SE_samp_ave = np.std(baby['mat_age'])/np.sqrt(baby.num_rows) # approx
SE_samp_ave
0.16972373742299796
So an approximate 95%-confidence interval for the average age of the mothers in the population is "27.23 years $\pm$ 2$\times$0.17 years". The final answer:
An approximate 95%-confidence interval for the average maternal age in the population:
26.89 years to 27.57 years
Exercise. True or false: About 95% of the mothers in the population are between 26.89 and 27.57 years old.
Answer: This cannot be right; 95% of women in the population are not all just around 27 years old. The interval simply estimates the average age of the women. In other words, it estimates that the histogram of the ages of all the women will balance somewhere in the range 26.89 years to 27.57 years.
z = np.arange(-3.5, 3.6, 0.1)
plots.plot(z, stats.norm.pdf(z), color='k', lw=1)
w = np.arange(-2, 2.1, 0.1)
plots.fill_between(w, stats.norm.pdf(w), color='gold')
plots.ylim(0, 0.5)
plots.xlabel('z')
plots.ylabel('$\phi$(z)', rotation=0)
<matplotlib.text.Text at 0x1090c3a20>
The colored area in the graph above is 95%. It is the area under the standard normal curve, over the interval $-2$ to 2. Here is a brief summary of how this figure is connected to the construction of confidence intervals.
Suppose the data consist entirely of 0's and 1's. For example, suppose they are answers to a yes/no question, such as, "Are you currently a smoker?" Lists of zeros and ones have properties that simplify computation.
As an example, let us start with a list consisting of just one 0 and four 1's. Its average and SD can be computed as usual. Notice something interesting: the average of the list 0.8, is the proportion of 1's in it. And the SD of the list can be computed by a simple formula involving that proportion.
zero_one = [0, 1, 1, 1, 1]
# A proportion is a mean
np.mean(zero_one) # p = 4/5 = proportion of 1's
0.80000000000000004
np.std(zero_one)
0.40000000000000008
np.sqrt(0.8*0.2)
0.40000000000000002
Facts about lists of 0's and 1's
To estimate the proportion of smokers among mothers in the population, we will start by finding the corresponding proportion in the sample. In the table, the code for "smoker" is 1 and the code for "non-smoker" is 0.

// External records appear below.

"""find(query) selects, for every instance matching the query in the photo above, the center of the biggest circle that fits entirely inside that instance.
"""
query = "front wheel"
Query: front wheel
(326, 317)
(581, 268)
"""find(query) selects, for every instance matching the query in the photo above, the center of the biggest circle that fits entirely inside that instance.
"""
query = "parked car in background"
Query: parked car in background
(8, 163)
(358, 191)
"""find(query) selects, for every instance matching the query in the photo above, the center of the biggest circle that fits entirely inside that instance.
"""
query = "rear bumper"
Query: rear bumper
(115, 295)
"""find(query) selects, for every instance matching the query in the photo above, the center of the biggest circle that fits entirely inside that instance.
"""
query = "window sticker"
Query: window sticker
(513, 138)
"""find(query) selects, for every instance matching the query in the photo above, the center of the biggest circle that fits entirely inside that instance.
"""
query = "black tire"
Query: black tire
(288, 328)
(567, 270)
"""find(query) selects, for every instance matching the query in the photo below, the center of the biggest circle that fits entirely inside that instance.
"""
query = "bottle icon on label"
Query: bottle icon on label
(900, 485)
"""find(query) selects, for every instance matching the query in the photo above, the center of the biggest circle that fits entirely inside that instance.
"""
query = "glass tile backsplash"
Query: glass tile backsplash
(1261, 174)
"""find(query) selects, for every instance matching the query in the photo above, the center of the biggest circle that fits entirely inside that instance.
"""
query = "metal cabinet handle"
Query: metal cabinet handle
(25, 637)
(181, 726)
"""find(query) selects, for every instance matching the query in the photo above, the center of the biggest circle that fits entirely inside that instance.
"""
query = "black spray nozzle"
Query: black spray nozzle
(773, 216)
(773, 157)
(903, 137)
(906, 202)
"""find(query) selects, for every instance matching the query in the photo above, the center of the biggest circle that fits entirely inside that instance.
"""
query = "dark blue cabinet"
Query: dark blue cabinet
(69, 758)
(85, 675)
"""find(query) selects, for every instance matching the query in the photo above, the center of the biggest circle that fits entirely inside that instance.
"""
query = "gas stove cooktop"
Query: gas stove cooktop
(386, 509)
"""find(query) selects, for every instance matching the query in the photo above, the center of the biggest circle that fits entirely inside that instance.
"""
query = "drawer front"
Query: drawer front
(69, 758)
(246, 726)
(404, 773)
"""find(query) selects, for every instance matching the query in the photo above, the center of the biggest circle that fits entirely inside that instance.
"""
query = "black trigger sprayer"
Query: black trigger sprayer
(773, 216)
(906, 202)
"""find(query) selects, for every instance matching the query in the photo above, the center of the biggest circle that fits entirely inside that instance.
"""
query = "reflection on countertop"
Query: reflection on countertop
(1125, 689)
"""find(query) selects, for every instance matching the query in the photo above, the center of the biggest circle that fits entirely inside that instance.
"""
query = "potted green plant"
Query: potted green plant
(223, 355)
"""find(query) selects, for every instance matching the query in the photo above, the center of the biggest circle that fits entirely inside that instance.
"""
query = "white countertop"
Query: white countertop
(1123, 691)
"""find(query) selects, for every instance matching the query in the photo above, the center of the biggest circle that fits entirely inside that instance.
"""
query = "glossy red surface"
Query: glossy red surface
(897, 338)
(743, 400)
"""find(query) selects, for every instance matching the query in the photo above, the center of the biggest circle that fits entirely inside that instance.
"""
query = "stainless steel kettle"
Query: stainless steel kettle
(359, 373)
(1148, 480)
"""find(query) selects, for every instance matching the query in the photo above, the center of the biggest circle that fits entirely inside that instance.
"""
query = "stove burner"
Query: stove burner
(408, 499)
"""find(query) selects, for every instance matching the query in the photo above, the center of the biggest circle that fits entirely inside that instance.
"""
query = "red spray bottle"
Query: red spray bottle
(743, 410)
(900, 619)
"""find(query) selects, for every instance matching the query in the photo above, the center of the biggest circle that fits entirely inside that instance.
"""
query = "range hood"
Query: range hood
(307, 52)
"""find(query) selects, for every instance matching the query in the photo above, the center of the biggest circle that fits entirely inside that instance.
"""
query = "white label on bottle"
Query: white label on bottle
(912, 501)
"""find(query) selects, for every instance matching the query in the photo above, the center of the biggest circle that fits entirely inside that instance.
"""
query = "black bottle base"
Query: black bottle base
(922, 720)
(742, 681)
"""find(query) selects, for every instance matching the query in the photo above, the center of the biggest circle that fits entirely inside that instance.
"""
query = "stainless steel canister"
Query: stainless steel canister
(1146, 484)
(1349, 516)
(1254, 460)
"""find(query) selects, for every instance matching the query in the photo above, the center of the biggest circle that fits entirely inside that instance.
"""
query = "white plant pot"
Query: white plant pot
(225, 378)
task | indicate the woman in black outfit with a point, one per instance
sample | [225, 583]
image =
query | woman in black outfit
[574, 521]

baby.select('m_smoker').hist(bins=np.arange(-0.5, 1.6, 1), normed=True)
plots.xlabel('smokers (0/1) in sample')
<matplotlib.text.Text at 0x10a463cf8>
In the sample, about 39% of the mothers are smokers. This forms the center of our confidence interval.
# "One figure" estimate: the proportion of smokers in our sample
p_est = np.count_nonzero(baby['m_smoker'])/baby.num_rows
p_est
0.3909710391822828
The "give or take" number is the SE of the sample proportion, which is the SE for the sample mean because a proportion is just a mean of 0's and 1's. We know how to approximate the SE of a sample mean: divide the SD of the sample by the square root of the sample size. The sample consists of 0's and 1's, so its SD is given by the formula that we just observed. This allows us to compute the SE of the sample proportion, approximately.
# Give or take: SE of sample proportion
# That is, SE of sample mean where sample has only 0's and 1's
# SE of sample proportion approx equal to SampleSD/sqrt(SampleSize)
SE_samp_prop = np.sqrt(p_est*(1-p_est))/np.sqrt(baby.num_rows) # approx
SE_samp_prop
0.014241548667026049
left = p_est - 2*SE_samp_prop
left
0.36248794184823074
right = p_est + 2*SE_samp_prop
right
0.4194541365163349
An approximate 95%-confidence interval for proportion of smokers among women in the population
0.39 $\pm$ 2$\times$0.14 = 0.3625 to 0.4194
That is, an approximate 95%-confidence interval for the percent of smokers among the mothers in the population is 36.25% to 41.95%.